Menyaksikan Perpaduan Kekerasan dan Kelucuan Bekerja dari Martin McDonagh
Kategori : Review Film
Penulis : Ilham Mustamin
Editor : Muliadi G.F
“Kenapa kau tak jalan kaki saja, Angela?”
Angela mengeluh dan sembari meninggalkan ruang dapur pagi itu, ia berkata, “Baiklah. Aku akan jalan kaki. Dan kuharap aku akan diperkosa di jalan!”
“Ibu harap juga begitu!”
Itu adalah kenangan terakhir Mildred Hayes bersama putrinya. Putrinya ingin meminjam mobil, tetapi Midred tak mengizinkannya. Buah dari tindakan dan sikap tegasnya itu harus ia bayar dengan kehilangan dan duka kemudian. Angela benaran diperkosa, tetapi tidak hanya sampai di situ. Ia tewas, dan tubuhnya ditemukan telah menggosong.
Tujuh bulan setelah peristiwa itu, ketika Mildred sedang berkendara di suatu jalan tempat anaknya ditemukan, ia melihat tiga papan iklan setinggi enam meter yang terbengkalai. Jalan itu sepi sejak dibangunnya jalan besar di Ebbing, Missouri. Jalan yang mungkin hanya dilalui oleh orang tersesat atau idiot. Didorong oleh kemarahan, keputusasaan, dan depresi yang ia derita, Mildred kepikiran memasang iklan untuk mengkritik kinerja pihak kepolisian yang ia pikir telah mengabaikan kasus anaknya.
Ia lalu mendatangi Red Welby si pengurus papan iklan, melakukan negosiasi, dan menyerahkan uang sebesar lima ribu dollar kepada si pengurus sebagai uang sewa bulan pertama selama setahun.

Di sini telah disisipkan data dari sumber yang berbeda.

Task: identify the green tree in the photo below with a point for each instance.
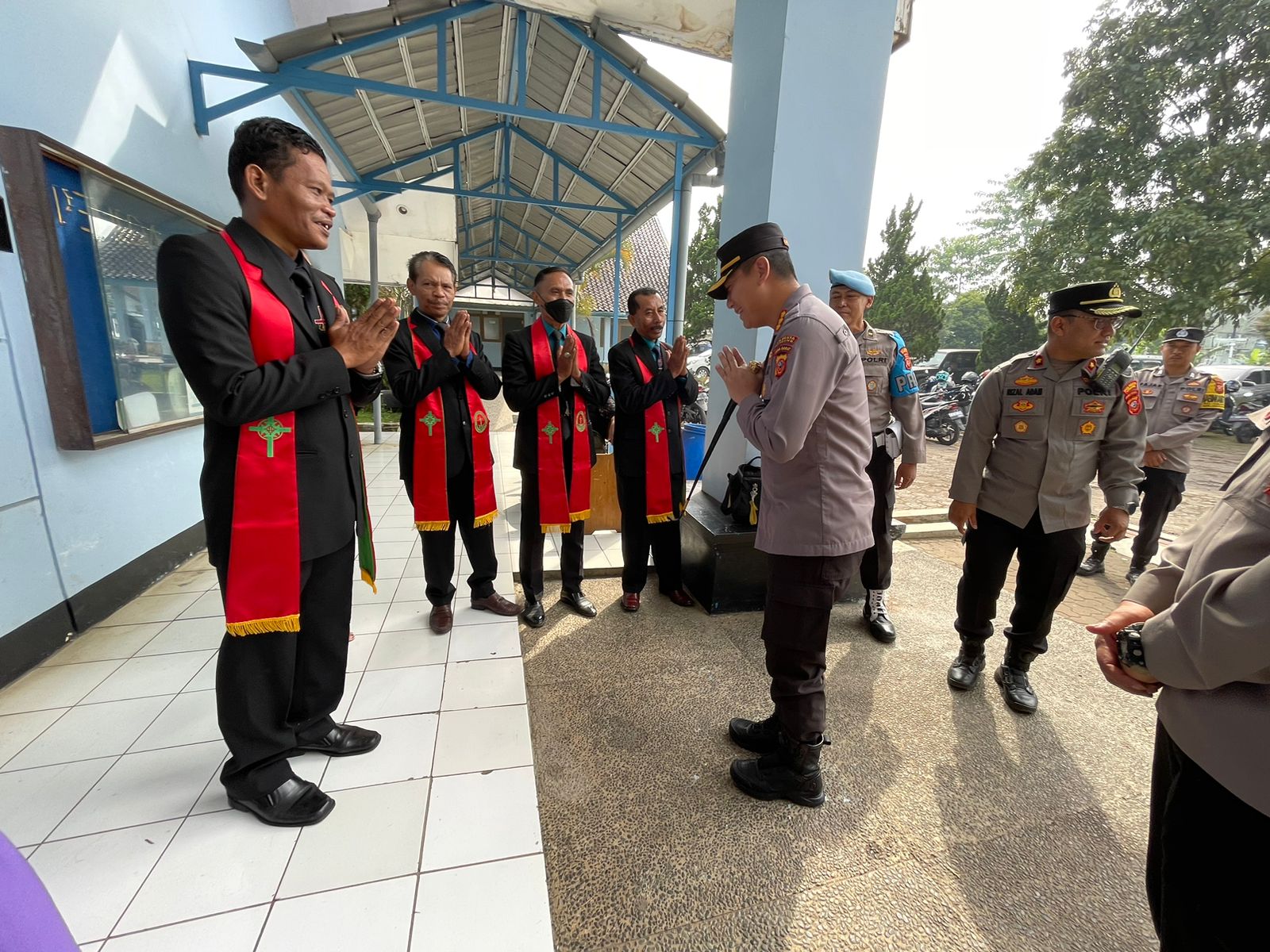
(1011, 329)
(965, 321)
(907, 298)
(702, 272)
(1159, 175)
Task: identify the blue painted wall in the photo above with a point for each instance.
(111, 80)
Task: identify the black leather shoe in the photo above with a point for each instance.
(791, 772)
(579, 603)
(294, 804)
(344, 740)
(760, 736)
(965, 670)
(533, 615)
(1016, 689)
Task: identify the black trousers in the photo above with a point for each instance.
(279, 689)
(1161, 493)
(1047, 565)
(438, 547)
(533, 537)
(1206, 858)
(639, 536)
(876, 565)
(802, 590)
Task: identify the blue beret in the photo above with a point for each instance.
(852, 279)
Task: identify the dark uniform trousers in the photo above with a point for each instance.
(533, 536)
(639, 536)
(279, 689)
(876, 566)
(1047, 566)
(438, 547)
(1194, 903)
(802, 590)
(1161, 493)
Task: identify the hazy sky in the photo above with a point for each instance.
(971, 97)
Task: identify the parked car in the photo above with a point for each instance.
(954, 361)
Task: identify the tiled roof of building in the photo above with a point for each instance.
(647, 266)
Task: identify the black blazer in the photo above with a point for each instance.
(205, 305)
(410, 385)
(633, 397)
(525, 395)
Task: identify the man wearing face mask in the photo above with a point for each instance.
(552, 374)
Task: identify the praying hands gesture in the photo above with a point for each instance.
(457, 340)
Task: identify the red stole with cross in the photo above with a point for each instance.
(560, 507)
(432, 507)
(660, 505)
(262, 587)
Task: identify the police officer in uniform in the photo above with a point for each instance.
(1041, 427)
(1180, 404)
(803, 412)
(895, 409)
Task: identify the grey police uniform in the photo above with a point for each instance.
(899, 429)
(1210, 782)
(1035, 438)
(814, 520)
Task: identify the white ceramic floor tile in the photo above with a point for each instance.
(92, 879)
(483, 739)
(207, 606)
(60, 685)
(399, 691)
(410, 649)
(480, 641)
(149, 676)
(216, 863)
(19, 730)
(187, 635)
(90, 730)
(371, 917)
(372, 835)
(480, 816)
(190, 719)
(451, 912)
(107, 644)
(152, 608)
(404, 754)
(32, 803)
(495, 683)
(229, 932)
(145, 787)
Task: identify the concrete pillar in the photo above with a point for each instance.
(808, 79)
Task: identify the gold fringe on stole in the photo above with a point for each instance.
(262, 626)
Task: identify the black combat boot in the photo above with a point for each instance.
(1094, 564)
(791, 772)
(1013, 678)
(968, 666)
(760, 736)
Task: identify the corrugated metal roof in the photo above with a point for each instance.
(375, 130)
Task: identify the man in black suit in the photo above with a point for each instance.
(431, 353)
(550, 372)
(651, 385)
(266, 343)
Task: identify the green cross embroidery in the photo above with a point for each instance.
(270, 429)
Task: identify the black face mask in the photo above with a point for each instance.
(559, 310)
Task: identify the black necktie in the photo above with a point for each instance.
(302, 279)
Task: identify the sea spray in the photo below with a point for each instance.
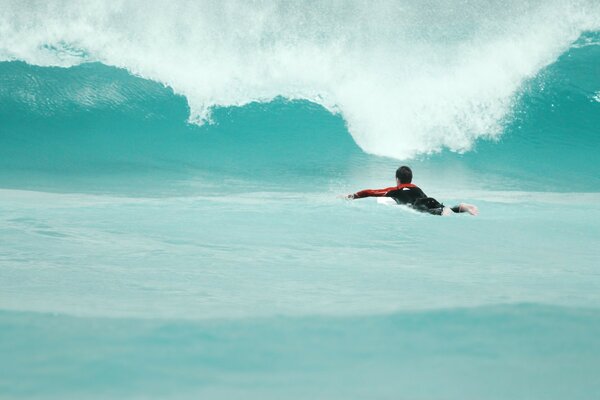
(407, 78)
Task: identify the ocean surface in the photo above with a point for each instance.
(170, 226)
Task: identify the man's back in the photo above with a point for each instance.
(406, 195)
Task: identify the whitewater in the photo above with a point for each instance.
(170, 216)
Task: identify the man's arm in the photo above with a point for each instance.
(370, 193)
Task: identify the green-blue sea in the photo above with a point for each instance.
(171, 225)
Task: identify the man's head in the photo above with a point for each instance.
(404, 174)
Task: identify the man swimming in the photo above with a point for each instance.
(407, 193)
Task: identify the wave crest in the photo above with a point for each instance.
(407, 78)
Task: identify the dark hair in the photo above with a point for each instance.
(404, 174)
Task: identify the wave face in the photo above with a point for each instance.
(407, 78)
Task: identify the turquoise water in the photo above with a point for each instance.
(169, 219)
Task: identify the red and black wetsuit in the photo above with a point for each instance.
(406, 193)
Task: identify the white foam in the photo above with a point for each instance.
(408, 77)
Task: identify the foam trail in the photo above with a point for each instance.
(408, 78)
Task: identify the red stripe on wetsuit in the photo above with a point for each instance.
(381, 192)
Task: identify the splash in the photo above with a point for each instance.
(407, 78)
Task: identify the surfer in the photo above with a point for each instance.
(405, 192)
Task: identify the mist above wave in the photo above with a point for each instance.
(407, 78)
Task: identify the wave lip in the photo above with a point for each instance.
(406, 78)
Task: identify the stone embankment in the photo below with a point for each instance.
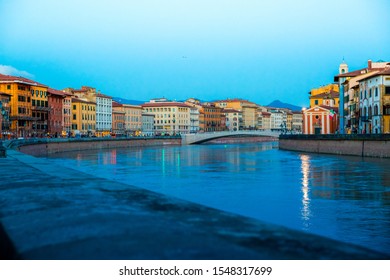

Sehari setelah perayaan malam Paskah, pada tiga papan iklan itu telah tertulis tiga pesan dengan latar belakang merah dan huruf tercetak berwarna hitam: “DIPERKOSA SAAT SEKARAT”, “PELAKU MASIH BELUM DITANGKAP?”, “KENAPA BISA BEGITU, KAPOL WILLOUGHBY?”.
Kapol Willoughby berbadan tinggi, besar, dan kekar seperti gorilla. Ia memiliki istri yang memikat dan dua anak perempuan dan ia menderita kanker pankreas. Di Kota Ebbing, Bill Willoughby seorang polisi berprestasi dan karena itu ia dihormati oleh warga dan para rekan kerjanya. Salah seorang bawahannya, Dixon, polisi homofobik, rasis, pemarah, dan ringan tangan dalam menyelesaikan masalah, segera menelepon Willoughby ketika ia melihat papan iklan itu.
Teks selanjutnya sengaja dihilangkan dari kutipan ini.